Blood compatibility of polyaiticglycolic acid/RNA Ⅲ inhibiting peptide microspheres

ABSTRACT

OBJECTIVE:

To evaluate blood compatibility of polyaiticglycolic acid/RNA Ⅲ inhibiting peptide (PLGA/RIP) delayed release microspheres.

① Preparation of PLGA/RIP microspheres The solid-phase synthesis (Fmoc) method was used to synthesize RIP crude sample from C end to N end; the synthesized crude peptide was purified by the reverse phase high performance liquid chromatography. According to UV absorption peak, the components were collected and freeze-dried, to obtain RIP purifications. Then liquid-phase multiple emulsion method was used to prepare PLGA/RIP microspheres at the diameter of 50-70 μm. ② Preparation of eluent The PLGA/RIP microsphere powders were eluted with sterile physiological saline at 37 ℃, to prepare 1 g/L eluent; then 0.5 g/L eluent was obtained adding equal volume of sterile physiological saline. The hemolysis test, blood clotting test, and platelet aggregation test were conducted to measure prothrombin time and activated partial thromboplastin time, to observe the influence on rabbit leucocytes, erythrocytes and thrombocytes, and to preliminarily evaluate the blood compatibility of PLGA/RIP microspheres.

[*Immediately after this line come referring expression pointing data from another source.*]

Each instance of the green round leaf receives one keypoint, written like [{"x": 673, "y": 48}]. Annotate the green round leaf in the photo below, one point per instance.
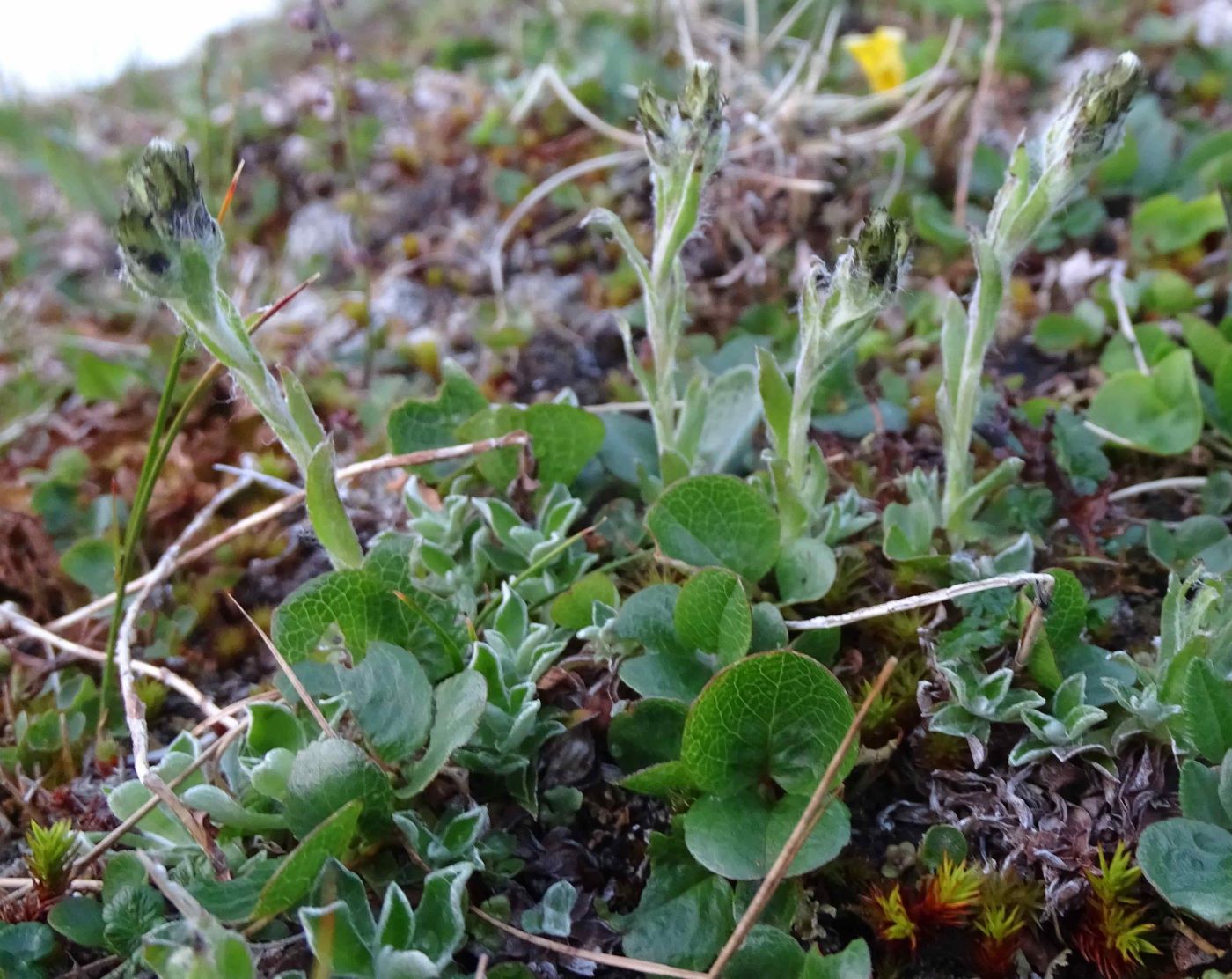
[
  {"x": 738, "y": 836},
  {"x": 806, "y": 570},
  {"x": 776, "y": 715},
  {"x": 714, "y": 615},
  {"x": 717, "y": 520},
  {"x": 1161, "y": 413},
  {"x": 942, "y": 841},
  {"x": 1191, "y": 865},
  {"x": 646, "y": 732},
  {"x": 575, "y": 608},
  {"x": 298, "y": 871}
]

①The haemolysis rates of eluent stock solution and 0.5 g/L eluents were 3.24% and 2.67% respectively, which were in coincidence with the criteria of medical biomaterials, less than 5%. ② The eluent stock solution and 0.5 g/L eluents of PLGA/RIP microspheres had no significant effect on rabbit clotting time, prothrombin time and activated partial thromboplastin time, the number of rabbit leucocytes, erythrocytes and thrombocytes, as well as platelet aggregation.

PLGA/RIP delayed release microspheres have a good blood compatibility.